Give it time.  It's getting there.

Part of the problem is, there are so many ultra-qualified students applying to colleges that you wonder how any selection process can be fair.  No matter how many you accept up to your limit, you inevitably exclude others just as qualified and probably many even better qualified.

There is no good answer in the context of the current system.  These parents cheated all the not rich students who qualified by the rules.  On the other hand, the half-trillion-dollar lawsuit that has been filed is unrealistic overkill.

Outside the STEM subjects, today's system makes universities more like clubs and cliques than serious education.  The real correction will come when people realize that tradesmen and small business–owners have fulfilling lives without going deeply in debt, and they often get more job satisfaction and enjoyment of life than they would have with an expensive sheepskin, a huge debt load, and a worrisome job that carries social burdens and suck-up requirements.

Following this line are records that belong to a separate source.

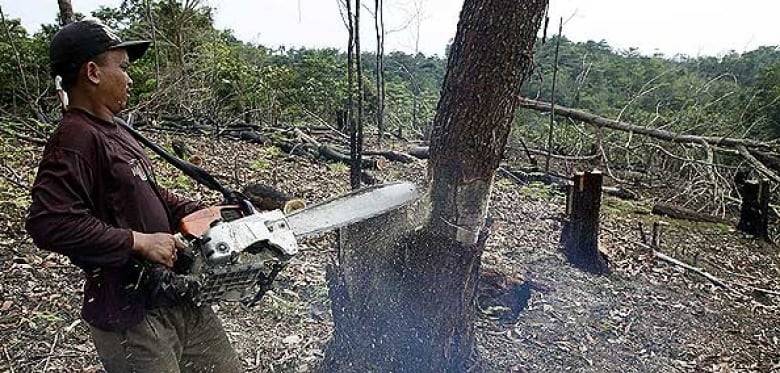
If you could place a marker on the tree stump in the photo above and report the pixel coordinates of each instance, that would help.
(754, 216)
(580, 234)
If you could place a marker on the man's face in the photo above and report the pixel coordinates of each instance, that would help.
(113, 82)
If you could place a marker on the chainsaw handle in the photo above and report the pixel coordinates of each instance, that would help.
(198, 223)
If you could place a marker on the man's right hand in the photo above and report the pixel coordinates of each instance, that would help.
(155, 247)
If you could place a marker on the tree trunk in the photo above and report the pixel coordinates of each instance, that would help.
(410, 306)
(580, 236)
(754, 215)
(66, 12)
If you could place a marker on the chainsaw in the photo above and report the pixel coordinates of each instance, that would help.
(233, 252)
(235, 255)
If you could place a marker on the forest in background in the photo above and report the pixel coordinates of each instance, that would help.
(199, 74)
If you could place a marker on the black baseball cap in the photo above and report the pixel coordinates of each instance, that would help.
(79, 41)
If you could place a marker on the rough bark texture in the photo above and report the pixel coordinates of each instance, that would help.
(686, 214)
(754, 216)
(580, 234)
(406, 302)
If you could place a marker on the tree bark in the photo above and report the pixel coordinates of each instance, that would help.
(66, 12)
(580, 236)
(754, 215)
(411, 306)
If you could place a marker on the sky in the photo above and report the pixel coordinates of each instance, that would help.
(671, 27)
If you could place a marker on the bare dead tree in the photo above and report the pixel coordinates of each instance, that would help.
(379, 25)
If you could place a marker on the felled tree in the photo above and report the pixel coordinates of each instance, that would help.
(405, 302)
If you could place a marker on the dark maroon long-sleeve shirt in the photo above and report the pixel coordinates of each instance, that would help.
(93, 188)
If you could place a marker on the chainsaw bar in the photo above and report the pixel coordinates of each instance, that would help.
(350, 208)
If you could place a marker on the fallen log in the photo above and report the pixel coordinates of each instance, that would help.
(332, 154)
(421, 152)
(677, 212)
(523, 178)
(392, 155)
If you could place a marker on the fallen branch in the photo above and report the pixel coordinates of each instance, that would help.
(757, 164)
(660, 134)
(686, 214)
(392, 155)
(523, 178)
(653, 251)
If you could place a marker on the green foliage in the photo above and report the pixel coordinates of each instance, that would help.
(198, 71)
(260, 164)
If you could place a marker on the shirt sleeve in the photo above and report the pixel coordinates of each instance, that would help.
(61, 218)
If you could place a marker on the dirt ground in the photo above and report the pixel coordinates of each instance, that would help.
(647, 316)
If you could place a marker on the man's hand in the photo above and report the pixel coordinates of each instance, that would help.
(156, 247)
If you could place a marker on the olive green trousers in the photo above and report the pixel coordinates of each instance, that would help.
(177, 339)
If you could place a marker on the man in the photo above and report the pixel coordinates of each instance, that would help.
(95, 200)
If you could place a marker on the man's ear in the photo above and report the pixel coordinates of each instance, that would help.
(92, 71)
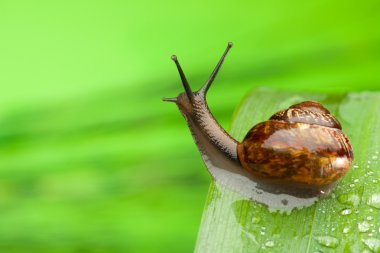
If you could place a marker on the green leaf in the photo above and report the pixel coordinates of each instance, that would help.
(346, 221)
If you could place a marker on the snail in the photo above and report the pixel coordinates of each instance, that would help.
(301, 150)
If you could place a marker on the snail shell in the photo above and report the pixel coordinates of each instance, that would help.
(303, 144)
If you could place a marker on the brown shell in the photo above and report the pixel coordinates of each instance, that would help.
(303, 144)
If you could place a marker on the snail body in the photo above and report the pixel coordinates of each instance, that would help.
(299, 149)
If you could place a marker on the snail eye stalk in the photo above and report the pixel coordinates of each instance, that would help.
(207, 85)
(185, 83)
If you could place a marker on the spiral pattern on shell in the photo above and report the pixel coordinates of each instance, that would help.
(302, 145)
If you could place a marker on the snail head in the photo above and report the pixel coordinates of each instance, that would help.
(188, 97)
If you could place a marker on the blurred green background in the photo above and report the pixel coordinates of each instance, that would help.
(92, 161)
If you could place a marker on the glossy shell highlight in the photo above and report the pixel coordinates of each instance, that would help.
(302, 145)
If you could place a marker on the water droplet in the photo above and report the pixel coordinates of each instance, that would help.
(374, 200)
(269, 244)
(346, 211)
(372, 243)
(327, 241)
(349, 199)
(363, 226)
(256, 219)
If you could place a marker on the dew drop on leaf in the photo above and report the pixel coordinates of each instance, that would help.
(327, 241)
(374, 200)
(363, 226)
(346, 211)
(349, 199)
(269, 244)
(373, 244)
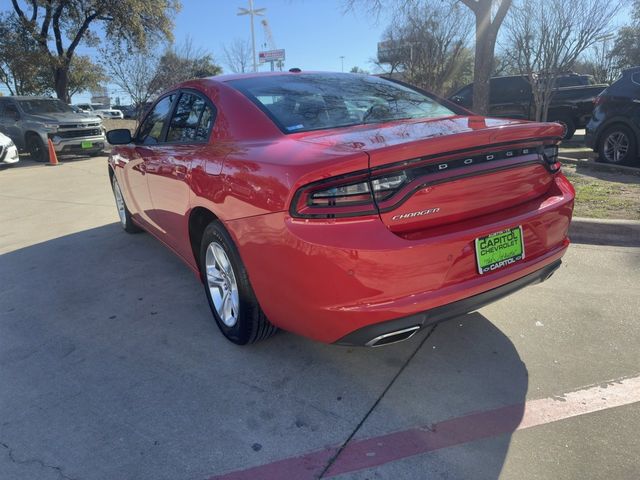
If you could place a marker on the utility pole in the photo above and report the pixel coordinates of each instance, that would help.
(252, 12)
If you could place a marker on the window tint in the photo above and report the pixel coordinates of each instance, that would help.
(191, 121)
(10, 110)
(151, 130)
(509, 89)
(303, 102)
(466, 94)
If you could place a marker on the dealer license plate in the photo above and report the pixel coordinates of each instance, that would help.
(499, 249)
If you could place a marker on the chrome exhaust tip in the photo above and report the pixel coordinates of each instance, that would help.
(393, 337)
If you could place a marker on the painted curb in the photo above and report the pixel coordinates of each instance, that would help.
(624, 233)
(598, 166)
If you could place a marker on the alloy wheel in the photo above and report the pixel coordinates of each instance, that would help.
(221, 281)
(616, 147)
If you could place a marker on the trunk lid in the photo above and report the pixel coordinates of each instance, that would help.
(451, 169)
(489, 165)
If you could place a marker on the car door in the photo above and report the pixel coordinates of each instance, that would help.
(186, 141)
(510, 97)
(141, 160)
(10, 122)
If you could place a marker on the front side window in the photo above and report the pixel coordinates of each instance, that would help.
(44, 105)
(10, 111)
(191, 121)
(299, 103)
(151, 130)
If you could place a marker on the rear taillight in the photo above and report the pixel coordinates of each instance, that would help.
(362, 193)
(346, 196)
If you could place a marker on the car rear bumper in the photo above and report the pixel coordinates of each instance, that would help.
(328, 279)
(74, 145)
(400, 329)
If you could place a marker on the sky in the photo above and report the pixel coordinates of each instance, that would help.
(314, 33)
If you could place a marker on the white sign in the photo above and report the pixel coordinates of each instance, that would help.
(271, 56)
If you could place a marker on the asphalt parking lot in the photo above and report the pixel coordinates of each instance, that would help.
(111, 367)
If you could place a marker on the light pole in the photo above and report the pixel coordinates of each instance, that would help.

This is a version of the hippy argument decades ago, as applicable today as then.  It's about quality of life.  The choice is of authenticity or glamor, gold or glister.  For some, elite schools really are the right choice; for many others, not even close.  Sadly, the choice made often says something less than flattering about the chooser.

This whole business is part and parcel of the larger quarrel between the rest of us and the so-called elites.  We Trumpkins are ticked because, even with all the advantages they already have, the elitist left still can't not cheat.  This is Hillary all over again, rooking Bernie out of his fair chance, or Mueller and Comey, determined that their side win no matter what.

These people are congenital cheaters, doing what cheaters do.  They're all caught up in klieg lights and looking just so and having their names on the lips of the in-crowd.  Their shallowness is to be pitied, but they well deserve whatever judgment comes down on their humiliated heads.

The real pity is that all the rest just like them aren't also exposed as the desperately unhappy, approval-seeking, spoiled, cheating children they are.